Why is Lingerie So Expensive?: Fabrics & Trims
You all in love with a piece of lingerie. You admire the feel of the lustrous silk in your hands, the gossamer ruffles of lace, the intricate embroideries...and then you look at the price tag. Sticker shock! How can such a tiny piece of clothing cost so much? This is the first of a three-part series on why high-end lingerie costs what it does, from materials to construction to indirect costs you might not think about when buying that beautiful bra or panty. This month, let’s talk about the most obvious costs: the physical aspects of fine lingerie.
Fabrics
Well-made lingerie uses high-quality fabrics that feel and look beautiful. Silk might be the most desirable fabric for luxury lingerie. It’s lustrous, strong, durable, and incredibly beautiful...but time-consuming to make. Betty Blues Loungerie wrote a great article on where silk comes from, and the costly process necessary to create silk fabric.

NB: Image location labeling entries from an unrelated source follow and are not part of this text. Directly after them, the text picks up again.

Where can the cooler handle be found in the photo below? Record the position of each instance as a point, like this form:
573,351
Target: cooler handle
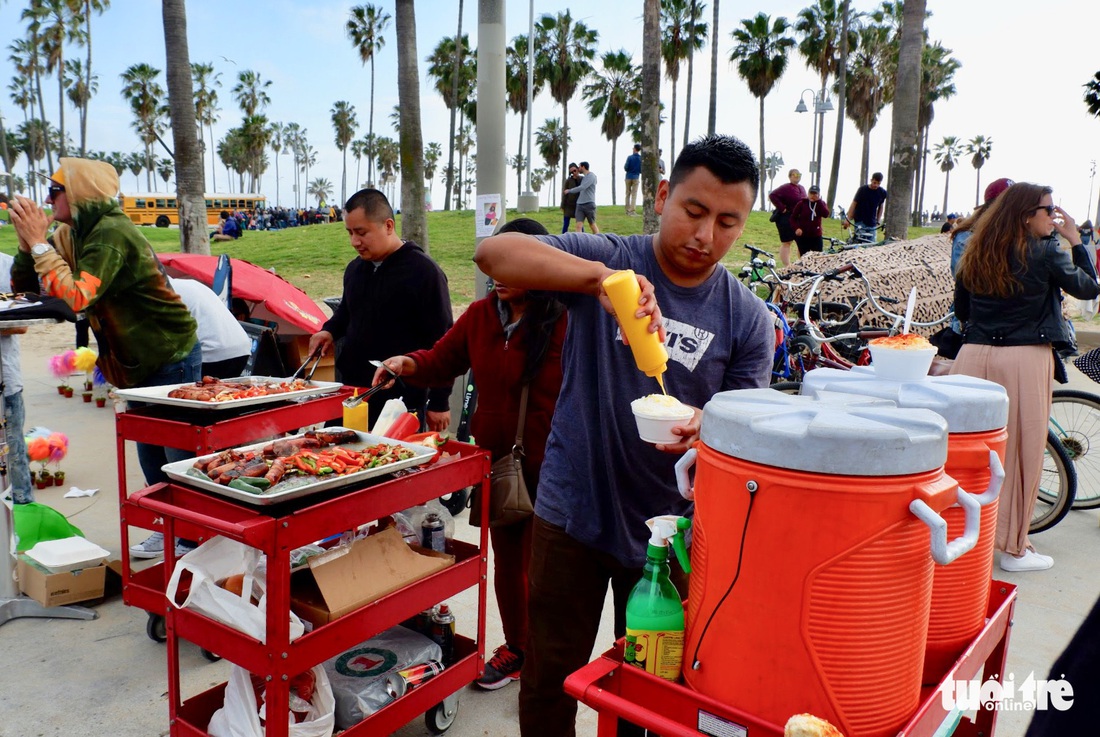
943,551
683,481
996,481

Of course, different qualities of silk vary widely in cost, too. A 50-yard roll of thin, slightly sheer, textured silk crepe could cost $500, while a roll of heavy, smooth silk satin could cost nearly three times that amount.
Cotton is washable, absorbent, and comfortable against the skin. With all the synthetics bringing lingerie costs down, a 100% cotton panty can be surprisingly luxurious! Cotton prices fluctuate depending on crops grown and market demand, which means a pair of panties could cost more to produce this season than last season - even though they’re sold at the same price. In addition, cottons grown and produced organically (i.e. without pesticides and added chemicals) are about 30% more expensive than traditional cotton...but are often softer, of higher fiber quality and better for you and the environment.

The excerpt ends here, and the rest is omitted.